This past winter might have been brutal and unrelenting, but apparently it hasn’t dampened CFO optimism.
A new report by Grant Thornton indicates that 51 percent of CFOs feel the economy will improve in the next six months. That same number is similarly hopeful about their sector’s financial prospects.
But when the unemployment rate is dropping and more companies are hiring, employer-funded costs for compensation and benefits tend to rise. CFOs are expecting some of that, but they aren’t forecasting across-the-board increases.
More than half (54%) of the 1,000 executives Grant Thornton polled said the costs of employees bonuses would remain the same for the next 12 months, and 70% said equity-based compensation would trend similarly. The costs of 401(k) matches and employee retirement contributions other than 401(k) matches would also remain steady, more than 80% said.

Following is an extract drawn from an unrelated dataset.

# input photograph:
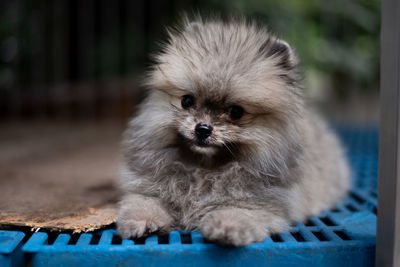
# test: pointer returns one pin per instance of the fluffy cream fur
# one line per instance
(277, 164)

But companies aren’t going to totally escape higher overhead. Almost 70% of the CFOs said employee salaries will bump up considerably during the next year (see chart at bottom of story). In addition, 55% of CFOs believed the costs of employee health benefits would increase, with 11% indicating they would rise considerably.
Besides some increases in the costs to employ workers, CFOs said that they also expect higher energy and raw materials costs. Fifty-four percent of the CFOs predicted an increase in energy expenses. “Many executives have made this issue a priority and designed strategies to improve their company’s use of energy,” according to Grant Thornton. “These strategies include increasing the use of company-generated energy, installing or replacing systems with energy-efficient products and taking advantage of energy-efficiency programs and incentives provided by many utility companies.”
Also on the rise will be raw materials prices, indicated 59% of CFOs. “Continual, sustained growth in countries such as China and India has made the raw materials market much more competitive,” according to Grant Thornton.
Of the survey’s participants, the majority (76 percent) were from private companies while the remaining 24 percent were with public firms.